Furthermore, the management issue with this new generation of intrusion-detection/-prevention systems that has caused failed implementations is not going away but is growing significantly. Today, intrusion detection is passive, and the headaches of configuration can be ignored. Tomorrow, intrusion detection moves inline to become intrusion prevention and requires a commitment to configuration and management as legitimate business traffic may be affected.

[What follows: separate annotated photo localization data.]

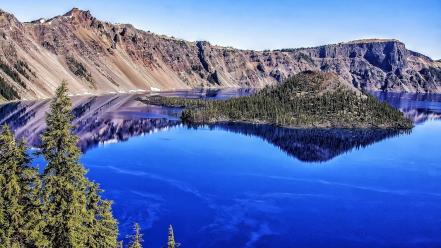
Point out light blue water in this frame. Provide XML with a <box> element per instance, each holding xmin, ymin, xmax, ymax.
<box><xmin>2</xmin><ymin>91</ymin><xmax>441</xmax><ymax>248</ymax></box>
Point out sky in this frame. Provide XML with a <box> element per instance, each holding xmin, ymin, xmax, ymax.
<box><xmin>0</xmin><ymin>0</ymin><xmax>440</xmax><ymax>59</ymax></box>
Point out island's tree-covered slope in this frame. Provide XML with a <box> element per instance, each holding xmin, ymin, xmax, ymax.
<box><xmin>143</xmin><ymin>71</ymin><xmax>413</xmax><ymax>129</ymax></box>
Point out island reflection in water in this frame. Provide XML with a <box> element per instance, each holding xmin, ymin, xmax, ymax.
<box><xmin>205</xmin><ymin>123</ymin><xmax>408</xmax><ymax>162</ymax></box>
<box><xmin>0</xmin><ymin>90</ymin><xmax>439</xmax><ymax>162</ymax></box>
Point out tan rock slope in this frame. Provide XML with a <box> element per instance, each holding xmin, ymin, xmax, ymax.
<box><xmin>0</xmin><ymin>8</ymin><xmax>440</xmax><ymax>101</ymax></box>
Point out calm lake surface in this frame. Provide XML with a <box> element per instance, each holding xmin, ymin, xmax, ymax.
<box><xmin>1</xmin><ymin>89</ymin><xmax>441</xmax><ymax>248</ymax></box>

The evolution to intrusion prevention leads to a convergence with firewalls to define and build the next-generation network security gateway. As soon as intrusion prevention is effectively put inline to stop and prevent attacks, this builds firewall functionality that is further enhanced by the vendors offering additional stateful inspection filtering on their intrusion-prevention devices. This is not a fact being ignored by the firewall vendors. NetScreen sees this, and it is the motivation behind the company's OneSecure acquisition last year. Check Point sees this, and it is the motivation of that company's Application Intelligence push.

In 2004, we will see the complete evolution of intrusion detection into intrusion prevention, which will be followed by the convergence of firewalls and intrusion prevention in 2005. To say a technology is dead is premature since what is proclaimed as the new technology to replace it is an evolution of the old. Organizations should work with their existing intrusion-detection vendors and understand their road maps for moving their technology to the intrusion prevention space and beyond.

Furthermore, enabling a successful intrusion-detection system deployment requires that organizations commit the resources that are skilled in configuration, tuning and monitoring of these systems. These resources will only be needed more as this technology evolves.